My Mid-Year Placement Reflections

 

Mid-Year Placement Reflections and Learning Plan at Kingston Medical Plaza

Throughout my GP placement at Kingston Medical Plaza, I've spent the first half of the semester gaining hands-on clinical experience and improving my understanding of chronic disease management. I thoroughly enjoyed the different dynamics of a GP and hospital setting, where a GP provides primary point of care and a hospital is emergency-based medicine. In this reflection, I'll reflect on my strengths, identify areas of improvement, and how I would like my learning to look for the remainder of the year.

Reflections on Skill Development

One of my key strengths during placement has been building rapport. Going into the GP clinic initially had me worried. I am in my first year of med school and I was worried that my lack of medical knowledge would make me look like a fool. However, even surprising to me, I felt confident communicating with both patients and clinic staff. I was able to confidently say I didn’t know something, and the GP explained it to me. 

In history taking, I'm comfortable with most components, including symptom history, social history, and lifestyle factors (e.g. drug, alcohol, and smoking habits). However, areas like sexual history, mental health, and adolescent assessments haven’t yet been covered in MD-1, and I feel I need further practice to become fully confident.

Regarding physical examinations, my confidence varies. I’m reasonably comfortable with vital signs, gastrointestinal assessments, and basic wound care. However, my confidence is limited when performing cardiovascular, respiratory, musculoskeletal, and skin examinations. I particularly lack confidence in neurological exams and diabetic foot assessments, as I’ve never learnt how to do these beforehand. Also, the GP hasn’t done these, so I haven’t had much experience.

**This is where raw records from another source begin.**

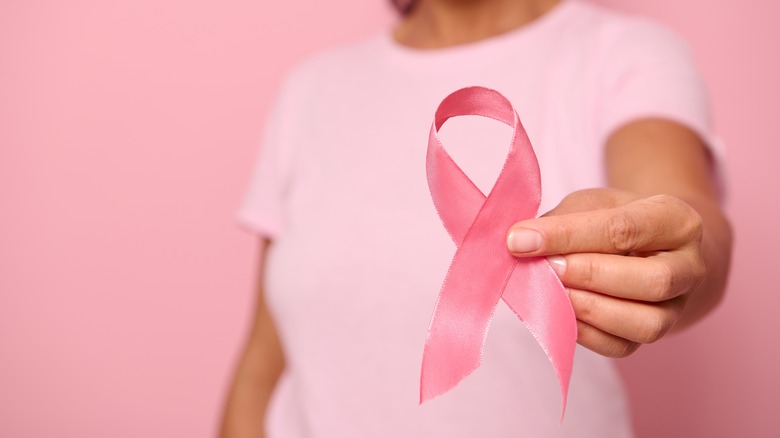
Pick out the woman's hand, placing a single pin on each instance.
(630, 263)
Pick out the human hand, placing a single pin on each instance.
(629, 263)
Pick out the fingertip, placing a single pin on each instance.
(523, 241)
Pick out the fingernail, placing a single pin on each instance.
(524, 240)
(558, 264)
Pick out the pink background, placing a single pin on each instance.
(127, 129)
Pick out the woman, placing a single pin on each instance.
(354, 253)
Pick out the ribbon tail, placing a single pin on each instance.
(537, 297)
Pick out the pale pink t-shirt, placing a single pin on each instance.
(359, 254)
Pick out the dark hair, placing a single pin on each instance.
(403, 6)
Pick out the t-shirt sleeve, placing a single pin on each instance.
(652, 74)
(262, 210)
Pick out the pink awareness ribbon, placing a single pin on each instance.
(483, 270)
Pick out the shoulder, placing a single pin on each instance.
(621, 33)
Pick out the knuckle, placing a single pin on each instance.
(663, 282)
(655, 327)
(586, 306)
(691, 223)
(622, 232)
(586, 272)
(622, 348)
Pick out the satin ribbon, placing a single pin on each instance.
(482, 270)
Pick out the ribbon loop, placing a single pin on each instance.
(483, 271)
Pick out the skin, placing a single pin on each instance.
(644, 257)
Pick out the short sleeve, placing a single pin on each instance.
(652, 73)
(263, 208)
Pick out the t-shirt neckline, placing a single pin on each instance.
(482, 49)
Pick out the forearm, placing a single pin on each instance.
(247, 401)
(258, 371)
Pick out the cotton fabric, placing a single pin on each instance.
(358, 253)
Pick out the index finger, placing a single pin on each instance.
(657, 223)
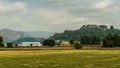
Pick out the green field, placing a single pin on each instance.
(60, 59)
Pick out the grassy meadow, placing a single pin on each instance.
(60, 59)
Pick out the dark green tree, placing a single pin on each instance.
(1, 42)
(77, 45)
(1, 39)
(49, 42)
(86, 40)
(111, 27)
(96, 40)
(71, 42)
(112, 41)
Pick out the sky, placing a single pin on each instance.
(57, 15)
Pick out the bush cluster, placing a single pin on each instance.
(49, 42)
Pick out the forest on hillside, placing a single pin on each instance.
(91, 31)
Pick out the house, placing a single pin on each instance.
(31, 44)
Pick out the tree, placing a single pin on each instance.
(49, 42)
(111, 41)
(77, 45)
(9, 45)
(96, 40)
(71, 42)
(86, 40)
(1, 42)
(111, 27)
(1, 39)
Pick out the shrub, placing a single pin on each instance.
(86, 40)
(77, 45)
(71, 42)
(111, 41)
(9, 45)
(49, 42)
(1, 44)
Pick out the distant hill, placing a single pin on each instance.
(28, 39)
(39, 34)
(89, 30)
(12, 35)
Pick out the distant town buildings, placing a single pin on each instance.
(96, 27)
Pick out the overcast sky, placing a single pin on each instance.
(57, 15)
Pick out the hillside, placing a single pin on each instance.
(28, 39)
(12, 35)
(89, 30)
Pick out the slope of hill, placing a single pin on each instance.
(89, 31)
(28, 39)
(12, 35)
(39, 34)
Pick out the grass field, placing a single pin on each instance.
(60, 59)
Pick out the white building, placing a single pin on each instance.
(31, 44)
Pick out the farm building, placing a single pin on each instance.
(31, 44)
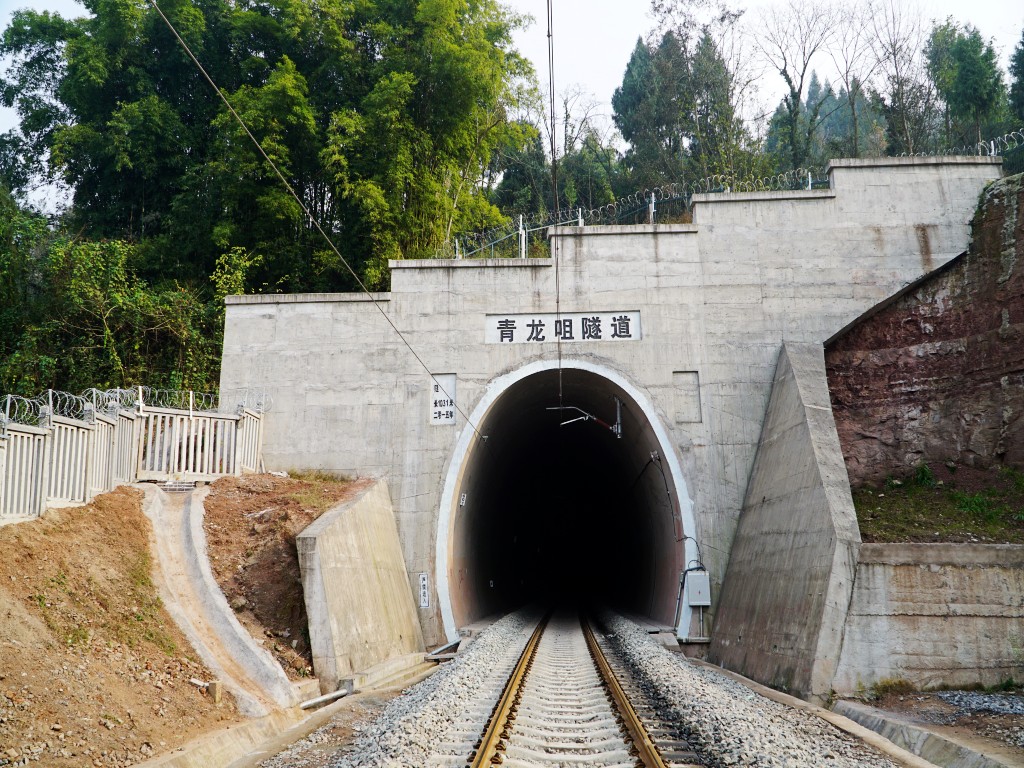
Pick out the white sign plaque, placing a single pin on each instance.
(424, 591)
(548, 327)
(441, 403)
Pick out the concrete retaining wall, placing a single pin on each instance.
(356, 589)
(787, 587)
(935, 614)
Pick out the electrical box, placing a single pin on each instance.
(698, 589)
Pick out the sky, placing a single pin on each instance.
(593, 39)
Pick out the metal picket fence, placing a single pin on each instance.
(61, 448)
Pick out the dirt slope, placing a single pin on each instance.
(92, 669)
(251, 523)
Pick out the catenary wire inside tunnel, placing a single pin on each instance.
(547, 512)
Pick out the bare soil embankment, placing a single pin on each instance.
(92, 669)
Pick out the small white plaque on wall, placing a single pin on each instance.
(441, 402)
(424, 591)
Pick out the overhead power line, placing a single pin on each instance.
(308, 213)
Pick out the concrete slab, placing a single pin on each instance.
(941, 749)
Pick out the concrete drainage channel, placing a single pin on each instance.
(727, 719)
(440, 709)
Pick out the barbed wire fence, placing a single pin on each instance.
(36, 411)
(520, 238)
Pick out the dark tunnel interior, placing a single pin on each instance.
(557, 513)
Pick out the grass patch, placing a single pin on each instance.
(892, 686)
(948, 503)
(316, 475)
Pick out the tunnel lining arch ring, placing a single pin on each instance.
(496, 388)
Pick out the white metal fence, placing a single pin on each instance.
(66, 449)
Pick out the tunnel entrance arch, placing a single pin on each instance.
(539, 510)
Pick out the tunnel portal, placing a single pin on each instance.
(546, 511)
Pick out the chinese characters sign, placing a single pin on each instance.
(441, 399)
(424, 591)
(530, 329)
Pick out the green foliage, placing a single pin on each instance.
(1017, 81)
(382, 117)
(78, 315)
(676, 110)
(892, 686)
(924, 476)
(950, 504)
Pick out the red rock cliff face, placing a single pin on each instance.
(938, 374)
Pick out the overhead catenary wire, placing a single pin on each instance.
(308, 213)
(559, 326)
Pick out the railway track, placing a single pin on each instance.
(567, 702)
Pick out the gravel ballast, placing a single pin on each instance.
(430, 721)
(730, 725)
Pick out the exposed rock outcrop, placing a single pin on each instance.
(937, 373)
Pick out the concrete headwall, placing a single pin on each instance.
(716, 298)
(791, 574)
(356, 588)
(937, 614)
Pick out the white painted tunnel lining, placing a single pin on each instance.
(495, 390)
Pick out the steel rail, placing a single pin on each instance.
(646, 751)
(493, 741)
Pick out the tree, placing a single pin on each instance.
(383, 116)
(906, 95)
(1017, 81)
(977, 90)
(855, 62)
(649, 109)
(790, 39)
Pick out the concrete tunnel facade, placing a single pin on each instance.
(577, 502)
(716, 299)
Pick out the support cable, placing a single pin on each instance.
(554, 193)
(308, 213)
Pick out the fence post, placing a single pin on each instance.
(46, 458)
(90, 453)
(3, 472)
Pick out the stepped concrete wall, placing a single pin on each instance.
(937, 614)
(717, 299)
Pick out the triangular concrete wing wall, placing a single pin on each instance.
(790, 580)
(356, 589)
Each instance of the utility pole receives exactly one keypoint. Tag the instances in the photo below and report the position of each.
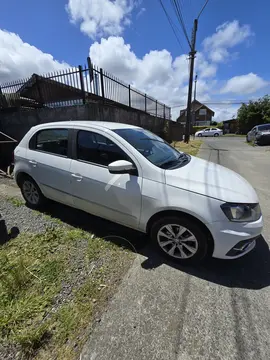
(192, 54)
(195, 89)
(192, 58)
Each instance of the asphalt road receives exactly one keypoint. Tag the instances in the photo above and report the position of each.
(217, 311)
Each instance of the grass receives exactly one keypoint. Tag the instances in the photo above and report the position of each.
(33, 269)
(191, 148)
(234, 135)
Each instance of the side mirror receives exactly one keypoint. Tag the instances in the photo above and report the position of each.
(121, 167)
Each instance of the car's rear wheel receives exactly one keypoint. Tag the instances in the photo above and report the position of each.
(180, 239)
(31, 192)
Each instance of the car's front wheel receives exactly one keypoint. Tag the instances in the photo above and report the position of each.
(180, 238)
(31, 192)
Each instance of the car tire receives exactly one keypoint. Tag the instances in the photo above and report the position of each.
(181, 250)
(31, 192)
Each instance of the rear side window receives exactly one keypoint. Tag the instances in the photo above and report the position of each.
(98, 149)
(53, 141)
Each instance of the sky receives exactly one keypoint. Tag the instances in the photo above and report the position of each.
(133, 40)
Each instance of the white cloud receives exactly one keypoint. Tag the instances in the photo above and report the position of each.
(244, 84)
(101, 17)
(227, 36)
(19, 59)
(140, 13)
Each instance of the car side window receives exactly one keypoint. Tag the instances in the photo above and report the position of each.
(53, 141)
(98, 149)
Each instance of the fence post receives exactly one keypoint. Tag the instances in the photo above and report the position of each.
(145, 103)
(102, 83)
(39, 90)
(82, 83)
(129, 96)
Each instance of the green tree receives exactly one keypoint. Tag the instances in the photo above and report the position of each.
(253, 113)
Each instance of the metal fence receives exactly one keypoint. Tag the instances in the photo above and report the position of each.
(79, 85)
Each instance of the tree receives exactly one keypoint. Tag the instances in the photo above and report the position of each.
(253, 113)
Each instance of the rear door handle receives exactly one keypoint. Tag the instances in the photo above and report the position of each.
(33, 162)
(78, 177)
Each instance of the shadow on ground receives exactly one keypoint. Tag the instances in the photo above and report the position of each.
(251, 271)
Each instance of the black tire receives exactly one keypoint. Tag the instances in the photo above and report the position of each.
(40, 199)
(193, 228)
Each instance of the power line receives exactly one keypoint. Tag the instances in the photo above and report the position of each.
(177, 9)
(172, 24)
(225, 103)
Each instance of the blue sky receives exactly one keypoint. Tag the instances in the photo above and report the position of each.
(233, 62)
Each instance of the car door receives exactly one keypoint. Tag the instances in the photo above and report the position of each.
(48, 156)
(116, 197)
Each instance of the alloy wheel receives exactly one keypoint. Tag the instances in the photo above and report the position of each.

In procedural skills, I’m pretty confident in administering immunisations when I got to give a few. I'm also confident in demonstrating inhaler techniques, especially because I have asthma myself. Yet, I need more exposure and practice in procedures like urinalysis and ECG recordings. The clinic has an ECG clinic set up on a different day from my placement, so I plan to go and observe. 

For clinical management, I feel somewhat confident in identifying and managing common acute presentations. I practise this by trying to guess what the GP will diagnose a patient with and the appropriate treatment. 

Additional Learning Areas

In discussion with my supervisor, we identified two additional important areas:

1. Being more comfortable with the GP's role in performing minor procedures (e.g., biopsies). Upon observing the GP do a biopsy, I almost vomited, and I need to get better at handling blood, especially before next year when we do surgical rotations.

2. Time management- being more on time for placements. I have taken on this feedback by making sure I set my alarm a little bit earlier. 

Identified Learning Gaps

Through ongoing discussions with my supervisor, three primary learning gaps have emerged:

Understanding the broader roles of GPs beyond patient consultations, such as coordinating community resources. My GP visits an old-age home to provide the residents with medical checkups, and this would be a great opportunity for me to see. 

Chronic disease monitoring and follow-up, particularly observing how GPs manage long-term conditions such as diabetes and hypertension. 

Clinical reasoning, e.g., understanding the GP’s decision-making process during consultations.

My Learning Goals

In collaboration with my supervisor, we discussed some ways I can improve:

1. Observation of Consultations

I plan to observe consultations more actively by identifying the different stages of a consultation: introduction, history-taking, examination, and management planning. 

2. Refining Communication Techniques

I plan to continue my observations of Dr Ram and documenting effective phrases and strategies such as how to communicate difficult news with a patient. I particularly want to focus on my ability to demonstrate empathy and learning how to best explain complex medical concepts in easy-to-understand language for patients.

Measures of Success:

Here’s how I plan to measure my improvements over the second semester:

  1. Supervisor feedback confirming observable improvements.
  2. Increased self-reported confidence in previously weaker areas (e.g., neurological exams, diabetic foot assessments).
  3. Demonstrated ability to independently conduct patient histories, physical exams, and formulate appropriate management plans (in discussion with my GP after a consultation).

Feedback Mechanisms:

  1. Weekly check-ins with my supervisor.
  2. Final end-of-semester evaluation on my clinical and communication skills.
  3. Ongoing personal reflections to identify areas for further improvement.

Evidence of Learning:

A completed skills journal with supervisor comments.

Reflective journal demonstrating growth in the areas I previously reported weaknesses in. 

Structured case presentations to improve clinical decision-making.

My placement at Kingston Medical Plaza has already been an amazing growth opportunity, and I look forward to my continued improvement throughout the remainder of my placement.